A recent VentureBeat article emphasized a critical success factor for deriving value from big data analytics initiatives—collaboration between data scientists and engineers. According to the piece, “Even if you have a capable team of data scientists on hand, you still need to clear the major hurdle of putting those ideas into production. In order to realize true business value, you have to make sure your engineers and data scientists work in concert with one another.”
While these groups are aligned in their desire to drive positive outcomes through data, there are some distinct differences between the roles that can impede the progress of initiatives unless organizations find ways to remove existing friction.
So, how to do this? Read on for tips to improve relations between data scientists and engineers and pave the way for greater data success.

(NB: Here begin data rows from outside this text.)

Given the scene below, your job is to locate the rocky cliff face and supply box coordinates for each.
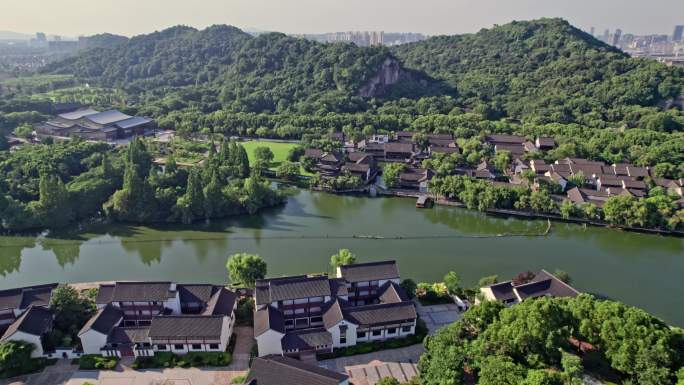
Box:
[358,57,407,98]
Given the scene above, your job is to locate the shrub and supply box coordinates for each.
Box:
[77,355,118,370]
[133,351,231,369]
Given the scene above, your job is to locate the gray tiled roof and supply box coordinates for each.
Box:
[378,281,409,304]
[203,288,237,316]
[345,302,417,327]
[254,306,285,337]
[0,284,57,311]
[515,270,580,300]
[281,328,332,351]
[99,282,175,303]
[149,316,224,340]
[84,110,132,125]
[107,327,150,344]
[246,355,347,385]
[322,300,346,329]
[339,261,399,283]
[485,134,525,144]
[1,307,53,340]
[78,304,123,336]
[255,276,331,304]
[178,284,216,305]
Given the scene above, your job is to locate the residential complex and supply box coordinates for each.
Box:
[80,282,237,357]
[304,130,684,209]
[1,282,237,360]
[254,261,418,358]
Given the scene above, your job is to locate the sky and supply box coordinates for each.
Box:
[2,0,683,38]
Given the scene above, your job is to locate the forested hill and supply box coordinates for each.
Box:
[43,24,432,112]
[392,18,684,126]
[40,18,684,127]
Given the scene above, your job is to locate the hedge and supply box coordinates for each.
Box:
[132,351,232,369]
[77,355,118,370]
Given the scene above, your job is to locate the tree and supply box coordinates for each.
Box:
[567,171,586,188]
[400,279,417,299]
[477,355,526,385]
[492,150,511,173]
[276,161,299,180]
[0,341,35,377]
[0,133,8,151]
[49,285,95,346]
[330,249,357,269]
[560,351,583,385]
[203,171,224,218]
[226,253,267,287]
[254,146,274,165]
[287,146,305,162]
[376,378,400,385]
[412,132,429,151]
[477,275,499,288]
[554,269,572,285]
[383,163,406,189]
[13,123,33,139]
[522,369,563,385]
[443,271,462,296]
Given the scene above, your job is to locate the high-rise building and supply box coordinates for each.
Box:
[590,27,595,37]
[612,29,622,46]
[673,25,684,42]
[602,29,610,42]
[370,31,384,46]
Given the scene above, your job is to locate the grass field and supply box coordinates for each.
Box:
[240,140,312,176]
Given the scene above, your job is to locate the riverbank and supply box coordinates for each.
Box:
[374,188,684,237]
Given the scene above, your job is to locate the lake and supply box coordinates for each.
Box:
[1,188,683,325]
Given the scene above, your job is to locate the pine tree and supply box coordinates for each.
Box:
[237,144,250,178]
[185,168,205,217]
[204,170,224,218]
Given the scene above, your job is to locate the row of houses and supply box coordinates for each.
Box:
[254,260,418,359]
[1,265,582,385]
[0,281,237,359]
[35,106,155,142]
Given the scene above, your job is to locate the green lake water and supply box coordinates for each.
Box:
[1,189,683,325]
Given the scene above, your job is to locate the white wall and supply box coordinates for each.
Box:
[78,329,109,355]
[327,320,358,348]
[5,331,44,357]
[165,292,182,315]
[256,329,284,357]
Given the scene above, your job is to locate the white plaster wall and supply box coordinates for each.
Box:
[78,329,109,355]
[256,329,284,357]
[5,331,44,357]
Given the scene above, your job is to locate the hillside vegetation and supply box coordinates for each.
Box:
[393,18,684,127]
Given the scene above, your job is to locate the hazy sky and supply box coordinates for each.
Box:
[2,0,683,37]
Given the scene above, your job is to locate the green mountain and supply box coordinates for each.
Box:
[44,25,434,112]
[43,19,683,126]
[392,18,684,125]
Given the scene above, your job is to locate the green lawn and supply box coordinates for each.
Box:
[241,140,312,176]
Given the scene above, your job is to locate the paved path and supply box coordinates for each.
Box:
[415,302,461,334]
[226,326,254,371]
[319,344,424,385]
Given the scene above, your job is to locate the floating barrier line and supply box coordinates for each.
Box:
[0,221,551,248]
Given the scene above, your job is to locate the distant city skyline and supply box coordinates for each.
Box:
[1,0,683,38]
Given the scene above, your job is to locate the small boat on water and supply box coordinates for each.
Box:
[416,195,433,208]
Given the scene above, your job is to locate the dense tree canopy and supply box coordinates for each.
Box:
[418,295,684,385]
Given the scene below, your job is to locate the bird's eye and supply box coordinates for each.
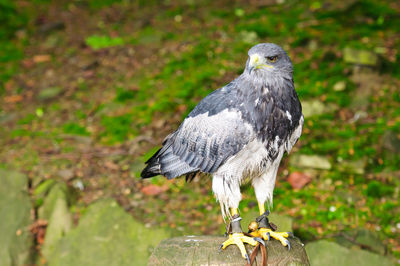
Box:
[266,56,278,63]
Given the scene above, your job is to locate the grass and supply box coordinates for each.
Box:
[0,0,399,260]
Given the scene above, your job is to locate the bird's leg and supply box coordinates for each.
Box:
[249,202,293,250]
[219,208,258,263]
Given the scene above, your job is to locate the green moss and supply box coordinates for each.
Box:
[365,181,394,198]
[100,114,136,143]
[62,123,90,136]
[85,35,124,50]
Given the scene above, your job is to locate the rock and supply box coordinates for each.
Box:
[0,169,33,266]
[290,154,332,170]
[306,240,395,266]
[349,71,381,110]
[333,80,346,91]
[333,229,386,256]
[38,183,68,220]
[337,159,366,175]
[0,112,17,125]
[57,169,74,180]
[343,47,379,66]
[38,21,65,34]
[239,31,259,44]
[39,183,72,258]
[301,100,338,118]
[46,198,170,266]
[350,91,371,110]
[38,87,63,100]
[149,235,309,265]
[382,130,400,154]
[137,29,163,45]
[308,40,318,51]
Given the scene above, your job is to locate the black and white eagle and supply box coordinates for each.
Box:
[141,43,303,260]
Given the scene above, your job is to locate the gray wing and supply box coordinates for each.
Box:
[155,108,253,179]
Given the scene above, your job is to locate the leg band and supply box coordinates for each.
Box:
[256,210,277,231]
[231,214,243,233]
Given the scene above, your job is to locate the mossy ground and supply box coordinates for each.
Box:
[0,0,399,260]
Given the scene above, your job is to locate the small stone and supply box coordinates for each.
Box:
[308,40,318,51]
[301,100,338,118]
[337,159,366,175]
[333,81,346,91]
[290,154,332,170]
[0,112,17,125]
[239,31,259,44]
[38,87,63,100]
[72,179,84,191]
[382,130,400,154]
[174,15,182,23]
[58,169,74,180]
[343,47,378,66]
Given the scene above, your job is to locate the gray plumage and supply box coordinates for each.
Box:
[142,43,303,216]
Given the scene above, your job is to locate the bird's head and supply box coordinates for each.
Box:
[245,43,293,81]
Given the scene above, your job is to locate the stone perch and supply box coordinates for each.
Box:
[149,235,310,265]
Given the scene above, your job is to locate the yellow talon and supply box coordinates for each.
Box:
[220,233,258,260]
[250,228,292,249]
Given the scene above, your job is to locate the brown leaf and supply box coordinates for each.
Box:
[33,54,51,63]
[104,160,119,170]
[5,80,14,91]
[22,59,34,68]
[141,184,169,196]
[287,171,311,189]
[4,94,23,103]
[29,219,48,245]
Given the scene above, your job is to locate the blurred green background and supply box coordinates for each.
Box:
[0,0,399,265]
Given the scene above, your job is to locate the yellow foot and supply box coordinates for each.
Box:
[250,228,293,250]
[219,233,258,262]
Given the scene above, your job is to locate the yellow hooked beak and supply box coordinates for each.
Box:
[249,54,273,70]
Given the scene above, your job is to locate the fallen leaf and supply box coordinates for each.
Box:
[33,54,51,63]
[22,59,34,68]
[141,184,169,196]
[29,219,48,245]
[104,161,119,170]
[5,80,14,91]
[287,171,311,189]
[4,94,23,103]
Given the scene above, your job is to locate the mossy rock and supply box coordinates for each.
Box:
[306,240,395,266]
[0,169,33,266]
[149,235,309,265]
[46,198,170,266]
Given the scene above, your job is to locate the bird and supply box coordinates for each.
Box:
[141,43,303,262]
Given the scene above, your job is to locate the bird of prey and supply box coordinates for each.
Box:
[141,43,303,262]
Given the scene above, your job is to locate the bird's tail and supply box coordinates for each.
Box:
[140,142,199,179]
[140,149,162,178]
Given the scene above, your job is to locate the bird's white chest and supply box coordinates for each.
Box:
[215,137,283,181]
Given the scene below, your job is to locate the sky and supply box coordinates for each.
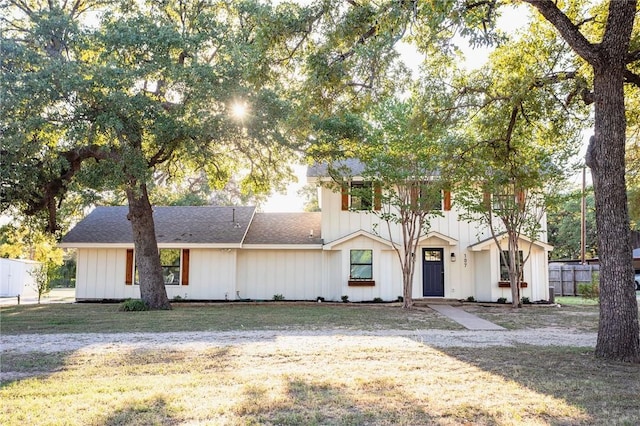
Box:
[262,5,533,212]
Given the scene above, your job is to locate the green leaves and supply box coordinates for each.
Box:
[2,0,306,231]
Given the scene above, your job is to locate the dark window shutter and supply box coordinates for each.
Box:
[374,182,382,210]
[443,190,452,211]
[181,249,190,286]
[125,249,134,285]
[341,183,349,211]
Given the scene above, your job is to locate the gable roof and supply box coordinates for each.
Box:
[468,233,554,252]
[243,212,322,246]
[60,206,255,247]
[323,230,395,250]
[418,231,458,246]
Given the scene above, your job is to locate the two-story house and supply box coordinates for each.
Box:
[60,162,552,303]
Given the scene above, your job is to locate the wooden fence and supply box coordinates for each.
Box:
[548,264,599,296]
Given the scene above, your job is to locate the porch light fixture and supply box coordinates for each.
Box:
[450,253,456,262]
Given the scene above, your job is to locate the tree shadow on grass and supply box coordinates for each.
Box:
[0,351,69,386]
[234,375,500,425]
[440,345,640,424]
[100,395,178,426]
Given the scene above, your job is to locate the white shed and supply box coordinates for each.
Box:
[0,258,41,299]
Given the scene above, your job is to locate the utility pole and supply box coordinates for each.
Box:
[581,166,586,264]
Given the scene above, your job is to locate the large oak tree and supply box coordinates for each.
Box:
[519,0,640,362]
[1,0,302,308]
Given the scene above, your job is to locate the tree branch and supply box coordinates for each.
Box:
[523,0,600,66]
[25,145,113,232]
[627,49,640,64]
[624,69,640,88]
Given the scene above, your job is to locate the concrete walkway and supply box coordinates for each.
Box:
[428,304,506,330]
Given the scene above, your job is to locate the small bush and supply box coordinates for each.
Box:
[578,282,599,300]
[397,295,404,303]
[521,297,531,305]
[119,299,148,312]
[373,297,383,303]
[272,294,285,301]
[497,297,507,304]
[341,295,349,303]
[466,296,476,302]
[316,296,325,302]
[172,295,183,301]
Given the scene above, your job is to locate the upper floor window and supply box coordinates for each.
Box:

- Cross-training initiatives. The VentureBeat article states, “It’s not enough to simply put a few scientists and a few engineers in a room and ask them to solve the world’s problems. You first need to get them to understand each other’s terminology and start speaking the same language.” Through cross-training initiatives that pair data scientists and engineers together, companies can encourage these employees to learn more about their respective goals and workflows and, ultimately, foster a more efficient development process.
- Focus on clean code. Greater alignment between the data science and engineering disciplines means that companies can place a higher value on clean, easy-to-implement code and avoid numerous roadblocks associated with code development done in silos.
- Create a features store. According to VentureBeat, “One of the best ways to maximize value from clean code is to ‘productize’ it internally, creating an environment where both engineers and data scientists can lean on their strengths.” This “features store” can feed curated data into machine learning algorithms, enabling consistency between models, increasing algorithm stability, and improving overall efficiency.
Big data analytics and machine learning already offer companies countless ways of improving decision making and operating more competitively, and this will only increase as these technologies mature and innovations like 5G become a reality. As such, there’s no better time than the present to ensure your data scientists and engineers have a collaborative relationship that supports current and future analytics initiatives.